Off the coast of Jaffna lies a notable little island known as Nainatheevu, with a rich and conflicting history, and is a popular destination for both locals and tourists. Spanning just about 4km, the island was once home to the Naga people, who, according to folklore, were an ancient tribe that inhabited Sri Lanka, and are the ancestors of many modern-days Sri Lankan Tamil. The island is known by other names in Indian literature, such as Manipallavam, and has been mentioned quite a few times. The island has also been mentioned in the Sri Lankan chronicle, the Mahavamsa, as well as by Greek cartographer Ptolemy, who called it ‘Nagadibois’.
The island holds quite a bit of religious and cultural significance to Sri Lankans.
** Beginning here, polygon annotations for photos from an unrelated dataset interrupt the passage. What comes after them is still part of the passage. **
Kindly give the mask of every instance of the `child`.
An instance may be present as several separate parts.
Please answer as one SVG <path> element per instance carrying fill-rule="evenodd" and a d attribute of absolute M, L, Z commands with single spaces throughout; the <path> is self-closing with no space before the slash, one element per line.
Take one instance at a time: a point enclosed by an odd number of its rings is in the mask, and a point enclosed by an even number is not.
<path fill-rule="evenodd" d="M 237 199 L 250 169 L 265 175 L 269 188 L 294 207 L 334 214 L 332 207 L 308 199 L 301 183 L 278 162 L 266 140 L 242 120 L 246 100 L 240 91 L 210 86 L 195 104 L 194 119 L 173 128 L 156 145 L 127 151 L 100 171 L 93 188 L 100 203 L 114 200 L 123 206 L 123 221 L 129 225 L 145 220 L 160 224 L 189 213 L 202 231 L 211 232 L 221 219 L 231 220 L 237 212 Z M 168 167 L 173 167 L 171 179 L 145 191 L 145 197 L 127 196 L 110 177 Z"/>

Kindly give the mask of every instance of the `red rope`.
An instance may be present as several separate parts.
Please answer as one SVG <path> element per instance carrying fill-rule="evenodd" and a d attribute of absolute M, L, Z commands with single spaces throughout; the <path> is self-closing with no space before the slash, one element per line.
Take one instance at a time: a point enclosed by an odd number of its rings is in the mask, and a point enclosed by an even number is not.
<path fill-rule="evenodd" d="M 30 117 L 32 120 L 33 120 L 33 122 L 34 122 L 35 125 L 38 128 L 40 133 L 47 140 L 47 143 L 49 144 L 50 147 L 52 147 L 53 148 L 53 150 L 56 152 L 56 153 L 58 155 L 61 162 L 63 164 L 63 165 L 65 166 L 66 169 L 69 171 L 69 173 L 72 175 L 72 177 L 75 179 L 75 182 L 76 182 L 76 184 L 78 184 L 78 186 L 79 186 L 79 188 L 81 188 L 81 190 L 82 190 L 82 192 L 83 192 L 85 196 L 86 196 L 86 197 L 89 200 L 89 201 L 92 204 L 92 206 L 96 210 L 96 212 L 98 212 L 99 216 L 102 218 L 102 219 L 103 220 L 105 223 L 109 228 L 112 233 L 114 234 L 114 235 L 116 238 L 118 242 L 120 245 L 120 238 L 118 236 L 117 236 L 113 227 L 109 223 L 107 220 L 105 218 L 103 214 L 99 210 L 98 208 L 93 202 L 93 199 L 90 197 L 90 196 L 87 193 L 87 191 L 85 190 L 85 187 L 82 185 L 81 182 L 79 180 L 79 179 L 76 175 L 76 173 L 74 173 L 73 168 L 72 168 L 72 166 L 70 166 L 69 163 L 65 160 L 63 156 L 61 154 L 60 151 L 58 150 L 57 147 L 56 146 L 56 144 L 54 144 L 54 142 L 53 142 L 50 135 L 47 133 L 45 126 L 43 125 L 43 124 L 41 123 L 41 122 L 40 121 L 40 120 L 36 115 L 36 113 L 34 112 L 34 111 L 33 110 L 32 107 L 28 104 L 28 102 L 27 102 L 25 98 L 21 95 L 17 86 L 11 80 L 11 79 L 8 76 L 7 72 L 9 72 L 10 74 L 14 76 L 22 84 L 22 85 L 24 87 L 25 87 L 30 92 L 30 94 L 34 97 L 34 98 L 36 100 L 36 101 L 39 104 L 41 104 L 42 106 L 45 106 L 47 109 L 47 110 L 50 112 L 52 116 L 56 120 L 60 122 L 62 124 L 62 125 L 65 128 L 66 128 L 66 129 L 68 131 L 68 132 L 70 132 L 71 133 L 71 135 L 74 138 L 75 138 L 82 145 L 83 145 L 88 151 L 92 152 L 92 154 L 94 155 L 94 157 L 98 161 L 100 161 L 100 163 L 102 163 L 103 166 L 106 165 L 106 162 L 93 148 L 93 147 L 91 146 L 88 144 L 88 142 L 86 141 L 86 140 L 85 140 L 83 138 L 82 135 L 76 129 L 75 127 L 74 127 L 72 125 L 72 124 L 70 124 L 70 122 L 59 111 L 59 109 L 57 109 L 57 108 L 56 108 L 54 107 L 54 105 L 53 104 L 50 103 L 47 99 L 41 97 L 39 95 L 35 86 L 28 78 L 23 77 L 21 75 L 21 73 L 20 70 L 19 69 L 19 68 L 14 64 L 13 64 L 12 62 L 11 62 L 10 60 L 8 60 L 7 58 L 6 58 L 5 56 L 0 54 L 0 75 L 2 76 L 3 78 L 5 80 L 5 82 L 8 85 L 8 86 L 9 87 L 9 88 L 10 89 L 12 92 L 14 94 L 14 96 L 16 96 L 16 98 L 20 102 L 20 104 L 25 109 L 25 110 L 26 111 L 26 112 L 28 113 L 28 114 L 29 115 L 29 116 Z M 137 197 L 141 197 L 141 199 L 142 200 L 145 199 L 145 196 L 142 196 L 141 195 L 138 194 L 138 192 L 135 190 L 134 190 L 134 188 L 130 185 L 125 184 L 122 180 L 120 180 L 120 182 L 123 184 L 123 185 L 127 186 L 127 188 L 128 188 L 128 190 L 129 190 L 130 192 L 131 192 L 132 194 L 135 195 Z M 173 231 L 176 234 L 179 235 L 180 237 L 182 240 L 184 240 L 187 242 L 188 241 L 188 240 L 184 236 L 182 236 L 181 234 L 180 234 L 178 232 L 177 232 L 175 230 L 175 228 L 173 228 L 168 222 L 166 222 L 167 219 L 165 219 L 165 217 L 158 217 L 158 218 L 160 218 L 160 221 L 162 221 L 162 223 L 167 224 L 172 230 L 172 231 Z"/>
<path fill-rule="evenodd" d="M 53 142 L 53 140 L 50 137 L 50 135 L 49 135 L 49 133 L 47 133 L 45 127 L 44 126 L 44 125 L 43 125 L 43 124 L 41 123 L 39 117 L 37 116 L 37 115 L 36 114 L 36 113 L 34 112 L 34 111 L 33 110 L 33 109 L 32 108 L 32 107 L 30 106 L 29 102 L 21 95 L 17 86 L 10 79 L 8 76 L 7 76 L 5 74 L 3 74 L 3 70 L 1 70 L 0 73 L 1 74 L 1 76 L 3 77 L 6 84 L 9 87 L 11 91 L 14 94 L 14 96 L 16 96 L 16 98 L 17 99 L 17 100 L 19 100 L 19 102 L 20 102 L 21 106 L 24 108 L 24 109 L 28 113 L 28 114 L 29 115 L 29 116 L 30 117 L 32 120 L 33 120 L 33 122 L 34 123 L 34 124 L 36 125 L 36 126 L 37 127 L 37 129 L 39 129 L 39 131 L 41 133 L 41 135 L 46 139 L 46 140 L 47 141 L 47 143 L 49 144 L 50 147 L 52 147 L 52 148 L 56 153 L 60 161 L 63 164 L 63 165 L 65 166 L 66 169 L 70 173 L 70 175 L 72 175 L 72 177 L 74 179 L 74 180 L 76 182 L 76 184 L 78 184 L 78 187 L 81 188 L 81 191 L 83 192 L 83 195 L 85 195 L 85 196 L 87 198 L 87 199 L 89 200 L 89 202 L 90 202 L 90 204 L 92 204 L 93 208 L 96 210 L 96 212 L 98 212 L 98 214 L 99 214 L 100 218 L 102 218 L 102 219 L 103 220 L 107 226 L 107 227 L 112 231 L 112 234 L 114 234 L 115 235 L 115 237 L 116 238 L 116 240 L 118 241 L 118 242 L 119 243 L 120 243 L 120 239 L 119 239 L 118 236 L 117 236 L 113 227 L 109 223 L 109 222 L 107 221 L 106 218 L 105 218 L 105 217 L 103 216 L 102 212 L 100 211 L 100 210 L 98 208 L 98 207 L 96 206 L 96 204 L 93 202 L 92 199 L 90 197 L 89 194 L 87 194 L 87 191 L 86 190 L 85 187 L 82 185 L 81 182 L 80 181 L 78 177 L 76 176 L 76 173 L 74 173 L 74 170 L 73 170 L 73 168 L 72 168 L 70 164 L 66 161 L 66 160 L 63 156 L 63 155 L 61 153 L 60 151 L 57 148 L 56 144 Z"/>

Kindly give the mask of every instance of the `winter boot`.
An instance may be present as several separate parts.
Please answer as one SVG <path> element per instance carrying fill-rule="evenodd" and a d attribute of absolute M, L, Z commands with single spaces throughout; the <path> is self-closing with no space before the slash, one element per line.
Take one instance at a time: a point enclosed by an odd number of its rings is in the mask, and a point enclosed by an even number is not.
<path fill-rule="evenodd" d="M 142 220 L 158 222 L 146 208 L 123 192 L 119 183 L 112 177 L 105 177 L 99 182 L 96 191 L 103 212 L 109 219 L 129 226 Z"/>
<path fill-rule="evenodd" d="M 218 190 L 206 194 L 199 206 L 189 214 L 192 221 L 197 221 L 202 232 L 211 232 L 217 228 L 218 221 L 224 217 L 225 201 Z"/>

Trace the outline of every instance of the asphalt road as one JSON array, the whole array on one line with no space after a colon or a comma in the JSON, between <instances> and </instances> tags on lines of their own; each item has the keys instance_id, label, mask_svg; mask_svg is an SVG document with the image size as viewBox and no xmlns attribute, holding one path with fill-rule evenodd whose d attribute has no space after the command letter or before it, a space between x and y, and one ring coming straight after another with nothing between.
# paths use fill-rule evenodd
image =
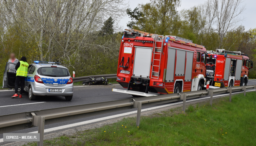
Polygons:
<instances>
[{"instance_id":1,"label":"asphalt road","mask_svg":"<svg viewBox=\"0 0 256 146\"><path fill-rule=\"evenodd\" d=\"M256 84L256 80L249 80L247 85ZM86 86L74 88L74 94L71 101L66 101L62 96L44 96L38 98L36 100L30 101L28 94L25 92L22 98L11 99L14 91L0 90L0 116L42 109L89 104L129 99L133 97L130 95L112 91L112 88L123 89L119 85L98 86ZM34 103L34 104L24 104ZM159 105L142 107L142 109L159 106ZM11 106L10 106L11 105ZM132 109L125 111L110 113L87 117L68 122L46 125L45 129L59 126L124 113L137 110ZM37 127L13 131L11 133L26 133L37 130ZM0 138L3 138L3 134L0 135Z\"/></svg>"}]
</instances>

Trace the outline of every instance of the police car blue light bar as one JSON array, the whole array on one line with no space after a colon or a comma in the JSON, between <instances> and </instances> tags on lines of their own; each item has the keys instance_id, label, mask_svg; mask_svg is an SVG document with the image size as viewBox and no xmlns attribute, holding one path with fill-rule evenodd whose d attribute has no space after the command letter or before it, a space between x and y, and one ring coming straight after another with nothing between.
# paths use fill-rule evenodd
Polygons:
<instances>
[{"instance_id":1,"label":"police car blue light bar","mask_svg":"<svg viewBox=\"0 0 256 146\"><path fill-rule=\"evenodd\" d=\"M61 63L57 62L48 62L48 61L34 61L34 62L36 63L47 63L49 64L59 64Z\"/></svg>"}]
</instances>

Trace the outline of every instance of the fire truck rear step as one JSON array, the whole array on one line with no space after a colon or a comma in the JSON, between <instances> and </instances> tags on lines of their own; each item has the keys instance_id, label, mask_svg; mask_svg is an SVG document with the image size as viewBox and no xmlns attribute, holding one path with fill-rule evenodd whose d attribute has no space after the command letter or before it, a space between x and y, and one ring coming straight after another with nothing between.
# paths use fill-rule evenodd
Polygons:
<instances>
[{"instance_id":1,"label":"fire truck rear step","mask_svg":"<svg viewBox=\"0 0 256 146\"><path fill-rule=\"evenodd\" d=\"M112 91L114 92L118 92L119 93L123 93L128 94L129 94L134 95L135 95L141 96L157 96L157 95L153 94L152 94L145 93L144 92L138 92L137 91L131 91L131 90L121 90L120 89L112 89Z\"/></svg>"}]
</instances>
For Buddhists, it’s considered one of the holiest religious sites in the country, with the Nagadeepa Purana Viharaya believed to be where the Lord Buddha had called upon two Naga tribe rulers who were opposing each other in order to solve their feud.
The island is also home to the Nagapooshani Amman Kovil, which is a significant Hindu temple. Having been mentioned in numerous ancient South Asian chronicles, the kovil is dedicated to the deity of power, Shakthi.
To get to the island, you would need to book a ferry, which makes stops at two other islands along the way prior to dropping you off at Nainatheevu. The island is a goldmine of folklore and religious legends, so if you’re somebody who enjoys theology and mythology rooted in history, a trip to Nainatheevu is sure to quench your thirst for knowledge!